Действие переносится в Петербург начала 90-х. Илья Петрович в конце концов находит Машу, пережившую бездомность и нищету, много иных бед, но на какое-то время нашедшую приют у старика-академика Рогова. Он потерял сына: подросток ушел в некую омерзительную секту – это скопцы, прикрывающиеся, в духе времени, баснями о космосе, вселенском разуме и чуть ли не летающих тарелках. В романе вырисовывается новая фигура – главарь секты зловещий Борис Люппо, чей-то «высокопоставленный» сынок, насильник и извращенец, кастрированный в молодости отцом одной из своих жертв. При этом личность по-своему незаурядная и литературно однотипная, пожалуй, Свидригайлову из «Преступления и наказания». Встретив его, Илья Петрович узнает странного таинственного субъекта, приезжавшего иногда в Бухару и путем неясного до поры шантажа вымогавшего у старца Вассиана старинные дорогие иконы.

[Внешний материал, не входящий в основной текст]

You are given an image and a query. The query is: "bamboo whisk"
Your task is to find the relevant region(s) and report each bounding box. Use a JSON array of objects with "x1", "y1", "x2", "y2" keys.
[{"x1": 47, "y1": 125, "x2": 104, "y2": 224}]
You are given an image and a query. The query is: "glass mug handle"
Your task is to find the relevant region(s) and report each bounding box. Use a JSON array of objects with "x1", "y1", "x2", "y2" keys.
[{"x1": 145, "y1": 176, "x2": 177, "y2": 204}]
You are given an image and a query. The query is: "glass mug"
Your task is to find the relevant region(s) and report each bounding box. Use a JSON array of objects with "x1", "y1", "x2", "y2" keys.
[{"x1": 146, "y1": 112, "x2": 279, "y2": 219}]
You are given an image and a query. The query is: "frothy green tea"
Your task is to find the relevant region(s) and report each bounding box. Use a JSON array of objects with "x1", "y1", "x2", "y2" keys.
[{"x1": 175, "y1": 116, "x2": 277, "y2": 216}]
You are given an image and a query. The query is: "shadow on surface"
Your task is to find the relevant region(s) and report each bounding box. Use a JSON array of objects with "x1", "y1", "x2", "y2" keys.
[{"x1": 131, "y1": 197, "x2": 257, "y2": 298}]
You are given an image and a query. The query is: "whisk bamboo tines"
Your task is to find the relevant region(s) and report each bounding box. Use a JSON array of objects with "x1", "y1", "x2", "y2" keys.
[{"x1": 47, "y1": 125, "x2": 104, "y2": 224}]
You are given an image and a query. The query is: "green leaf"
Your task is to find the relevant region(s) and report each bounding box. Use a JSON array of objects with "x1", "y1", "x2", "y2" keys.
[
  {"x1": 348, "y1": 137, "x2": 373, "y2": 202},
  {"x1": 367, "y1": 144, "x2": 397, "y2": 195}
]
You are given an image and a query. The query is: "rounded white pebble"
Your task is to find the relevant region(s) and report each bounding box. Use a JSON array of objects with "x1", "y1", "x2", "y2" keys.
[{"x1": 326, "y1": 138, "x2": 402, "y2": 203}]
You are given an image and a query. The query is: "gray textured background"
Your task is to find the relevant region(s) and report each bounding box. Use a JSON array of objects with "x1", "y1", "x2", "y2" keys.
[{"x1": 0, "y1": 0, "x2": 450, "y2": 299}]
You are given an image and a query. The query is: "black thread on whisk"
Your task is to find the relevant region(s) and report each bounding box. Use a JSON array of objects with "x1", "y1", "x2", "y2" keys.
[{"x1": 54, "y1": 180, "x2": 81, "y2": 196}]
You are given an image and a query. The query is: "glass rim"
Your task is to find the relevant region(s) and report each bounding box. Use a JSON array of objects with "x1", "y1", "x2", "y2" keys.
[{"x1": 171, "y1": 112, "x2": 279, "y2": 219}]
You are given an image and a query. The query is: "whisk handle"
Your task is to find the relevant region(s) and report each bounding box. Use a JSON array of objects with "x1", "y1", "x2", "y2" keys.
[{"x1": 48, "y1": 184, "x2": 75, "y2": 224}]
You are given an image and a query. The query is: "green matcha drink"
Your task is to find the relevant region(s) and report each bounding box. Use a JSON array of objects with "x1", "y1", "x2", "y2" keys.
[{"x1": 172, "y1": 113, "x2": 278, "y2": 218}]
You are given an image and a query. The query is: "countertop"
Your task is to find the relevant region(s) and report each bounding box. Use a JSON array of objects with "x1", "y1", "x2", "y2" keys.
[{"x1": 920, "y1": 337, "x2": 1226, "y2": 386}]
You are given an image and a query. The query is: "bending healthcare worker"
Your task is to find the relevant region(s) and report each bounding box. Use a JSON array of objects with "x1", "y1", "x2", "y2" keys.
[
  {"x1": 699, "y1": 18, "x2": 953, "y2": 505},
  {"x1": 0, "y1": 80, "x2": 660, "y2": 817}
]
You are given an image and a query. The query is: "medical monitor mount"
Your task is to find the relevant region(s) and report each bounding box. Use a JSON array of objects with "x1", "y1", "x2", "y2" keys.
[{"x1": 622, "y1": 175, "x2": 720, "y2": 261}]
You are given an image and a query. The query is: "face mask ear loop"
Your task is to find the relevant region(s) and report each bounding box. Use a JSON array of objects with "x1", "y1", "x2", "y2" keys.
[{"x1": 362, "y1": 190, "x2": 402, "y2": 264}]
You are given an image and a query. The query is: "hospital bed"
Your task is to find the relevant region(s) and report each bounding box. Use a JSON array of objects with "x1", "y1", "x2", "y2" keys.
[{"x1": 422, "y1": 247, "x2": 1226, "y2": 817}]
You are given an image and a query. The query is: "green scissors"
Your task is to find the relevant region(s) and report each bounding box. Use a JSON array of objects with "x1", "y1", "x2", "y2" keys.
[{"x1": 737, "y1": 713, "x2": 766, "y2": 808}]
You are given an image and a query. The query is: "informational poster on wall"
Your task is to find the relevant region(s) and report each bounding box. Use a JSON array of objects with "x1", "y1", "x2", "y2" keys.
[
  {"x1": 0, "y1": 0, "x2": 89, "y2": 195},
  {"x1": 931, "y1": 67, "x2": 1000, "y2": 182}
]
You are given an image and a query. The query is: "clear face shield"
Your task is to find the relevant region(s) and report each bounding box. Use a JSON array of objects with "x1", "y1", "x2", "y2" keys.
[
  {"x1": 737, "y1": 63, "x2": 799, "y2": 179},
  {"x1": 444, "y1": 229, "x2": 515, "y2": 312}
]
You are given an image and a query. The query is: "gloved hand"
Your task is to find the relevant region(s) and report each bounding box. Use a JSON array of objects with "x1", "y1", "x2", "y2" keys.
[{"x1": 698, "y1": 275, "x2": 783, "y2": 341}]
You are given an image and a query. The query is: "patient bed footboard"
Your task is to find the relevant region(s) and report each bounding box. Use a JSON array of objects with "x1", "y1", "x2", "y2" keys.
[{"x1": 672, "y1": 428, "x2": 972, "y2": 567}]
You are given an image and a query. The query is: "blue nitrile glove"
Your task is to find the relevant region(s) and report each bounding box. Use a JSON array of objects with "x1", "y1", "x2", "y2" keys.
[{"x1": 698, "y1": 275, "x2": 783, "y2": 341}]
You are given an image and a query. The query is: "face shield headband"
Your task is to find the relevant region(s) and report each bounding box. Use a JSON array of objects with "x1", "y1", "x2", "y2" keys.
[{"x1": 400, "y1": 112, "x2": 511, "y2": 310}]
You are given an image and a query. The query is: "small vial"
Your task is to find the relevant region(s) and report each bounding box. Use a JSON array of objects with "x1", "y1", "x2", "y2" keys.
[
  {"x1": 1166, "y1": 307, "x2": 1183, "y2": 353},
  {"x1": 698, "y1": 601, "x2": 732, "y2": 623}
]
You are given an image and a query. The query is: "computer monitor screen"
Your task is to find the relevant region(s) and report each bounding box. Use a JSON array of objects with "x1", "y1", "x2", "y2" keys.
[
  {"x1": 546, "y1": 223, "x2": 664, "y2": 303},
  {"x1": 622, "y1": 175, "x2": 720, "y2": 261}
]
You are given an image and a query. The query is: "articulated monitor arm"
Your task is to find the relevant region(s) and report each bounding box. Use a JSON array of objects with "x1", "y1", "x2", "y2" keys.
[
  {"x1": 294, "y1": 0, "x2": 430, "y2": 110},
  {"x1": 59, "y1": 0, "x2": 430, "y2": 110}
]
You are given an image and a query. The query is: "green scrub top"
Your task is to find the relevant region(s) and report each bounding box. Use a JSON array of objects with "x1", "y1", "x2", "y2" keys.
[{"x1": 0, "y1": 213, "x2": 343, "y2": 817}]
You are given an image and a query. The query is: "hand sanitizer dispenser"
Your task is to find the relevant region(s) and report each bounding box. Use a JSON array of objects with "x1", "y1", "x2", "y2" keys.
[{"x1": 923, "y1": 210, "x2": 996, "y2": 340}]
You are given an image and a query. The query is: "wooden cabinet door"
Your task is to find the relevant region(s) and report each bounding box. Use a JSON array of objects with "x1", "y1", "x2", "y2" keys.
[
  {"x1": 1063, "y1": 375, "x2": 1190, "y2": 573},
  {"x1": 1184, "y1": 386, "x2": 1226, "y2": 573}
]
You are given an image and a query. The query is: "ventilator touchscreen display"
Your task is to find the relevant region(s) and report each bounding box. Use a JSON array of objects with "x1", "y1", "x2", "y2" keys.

Рогов погибает от разрыва сердца, разволновавшись при безуспешной попытке пристрелить Люппо и тем покончить с его деяниями.
Секта завладевает имуществом академика; Маша изгнана. Но тут появляется Илья Петрович и убеждает ее отправиться с ним в Бухару.
«В тайге еще не сошел до конца снег, в низинах стояла высокая вода, и местами они пробирались с большим трудом. Ночевали прямо в лесу у костра – дремал и то вместе, то по очереди. После нескольких лет жизни в городе Илья Петрович наслаждался покоем, отсутствием грязи, даже физическая усталость к вечеру доставляла ему небывалое удовольствие. В маленьких лесных озерах и ручьях он закидывал удочку и ловил сорожек и окушков, бойко клевавших на шитика, хватала на блесну отнерестившаяся щука, он запекал ее на углях или готовил уху. Это напоминало ему какой-то поход, похожий на те, что он совершал в молодости, и душа директора наполнялась радостью. Только грустное и отрешенное лицо ученицы его огорчало. Машу, казалось, ничего не радовало. Она устала, натерла ногу, но сказать об этом Илье Петровичу стеснялась. Они шли и шли, с каждым пройденным шагом приближаясь к таинственной Бухаре, жить в которой еще много лет назад сулили отроковице прозорливые старухи…»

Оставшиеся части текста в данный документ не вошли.